Each morning, our bodies awake with a few different needs: first we move and then we need to be nourished. Here, a simple, savory congee offers excellent nutritional support in winter – a perfect time to nourish the kidney qi and yin. The pork topping is optional.


Makes 4 servings



dried shiitake mushrooms

warm water

1 large leek

1/2 cup (125 mL) sweet (glutinous) brown rice

1 cup (250 mL) diced peeled sweet potatoes


Pork Topping (Optional)

8 oz (250 g) pork shoulder or pork loin, trimmed

4 oz (125 g) tender greens, such as spinach or mustard, stemmed

1 tbsp (15 mL) avocado oil

1 tsp (5 mL) salt

1 tbsp (15 mL) julienned gingerroot (optional)

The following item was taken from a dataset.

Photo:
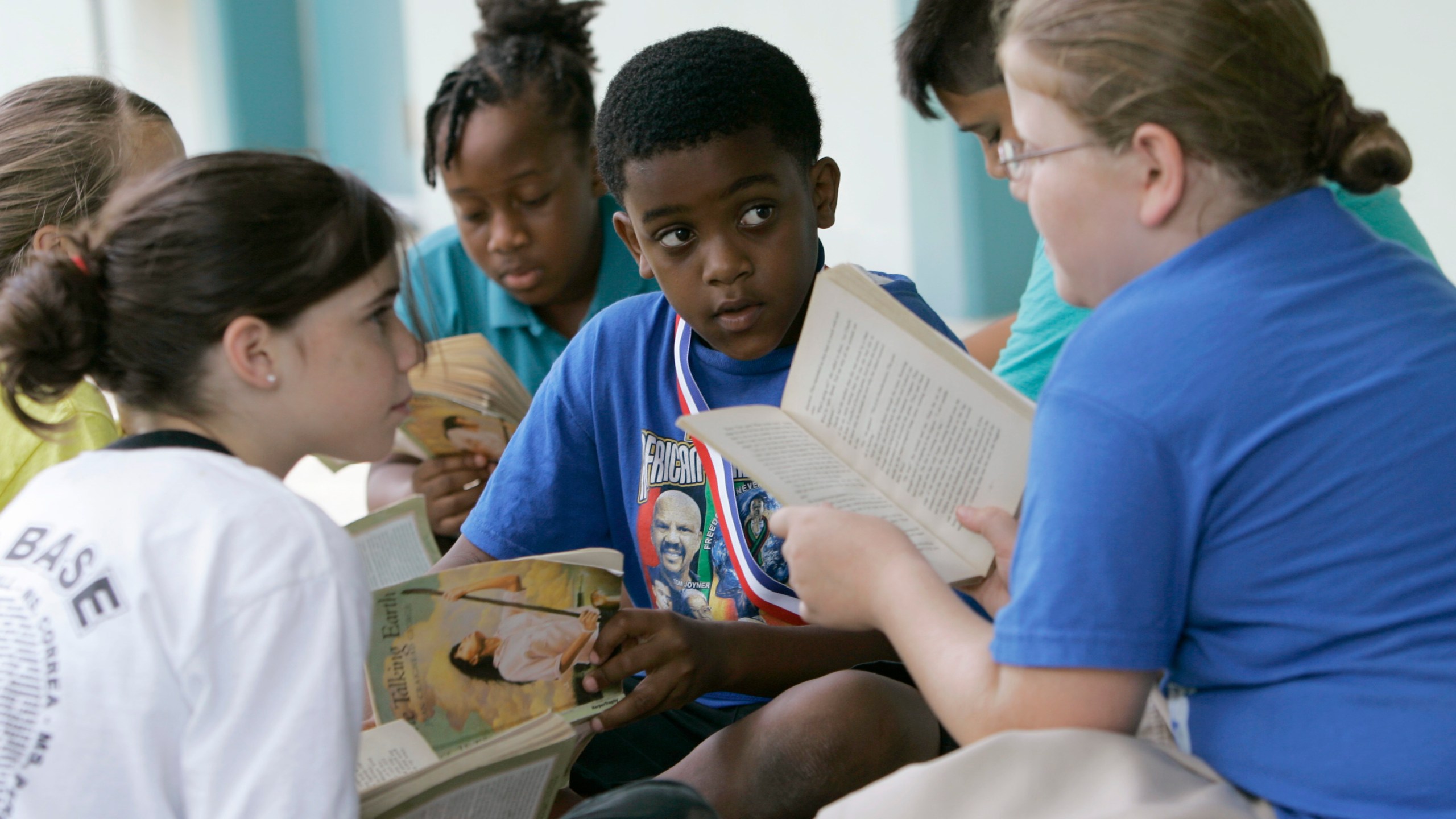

  1. Place shiitake mushrooms in jar and pour in enough warm water to fill. Seal lid and let stand, shaking jar once or twice, for 2 to 8 hours.
  2. Drain mushrooms, Trim off and discard stems. Coarsely chop mushrooms. Trim roots and all but 1 inch (2.5 cm) of the dark green leaves off leek and discard. Cut leek in half lengthwise, then cut crosswise into 1/2 inch (1 cm) wide pieces. Rinse very well in 2 changes of water to remove grit.
  3. In a medium saucepan, combine mushrooms, leek 5 cups (1.25 L) water and rice. Bring to a boil. Reduce heat to low and simmer for 1 1/2 hours. The congee should have a souplike consistency; if there is not enough liquid left in the pan, add up to 1/2 cup (125 mL) more water as needed. Stir in sweet potatoes and simmer for 30 minutes.
  4. Pork Topping (if using): Meanwhile, cut pork into 1/4 inch (0.5 cm) thick slices. Stack a few slices at a time and cut into 1/4 inch (0.5 cm) wide strips. Cut greens into thin shreds.
  5. In a large skillet, heat oil over high heat, swirling to coat bottom of pan. Add pork, greens and salt and cook, stirring often, for 3 to 4 minutes or until pork is no longer pink inside and greens are wilted.
  6. Spoon congree into bowls and garnish with pork mixture and ginger (if using). Serve immediately.


Cooking Tips

If you’re not using the optional pork topping, garnish the congee with 1/4 cup (60 mL) toasted sesame seeds (white or black) before serving. Toast them in a medium skillet over low heat, stirring constantly, for about 3 minutes or until fragrant. White sesame seeds nourish the kidneys, are rich in omega-3 fatty acids and help prevent constipation. 


Health Tips

Pork is a sweet, salty meat that nourishes the kidney yin. Often used in Chinese medicine, pork can be added in small amounts to recipes as a supplement to strengthen the low back and relieve dryness. It’s very useful for women going through menopause.

The addition of shiitake mushrooms makes this congee an excellent immune-system tonic.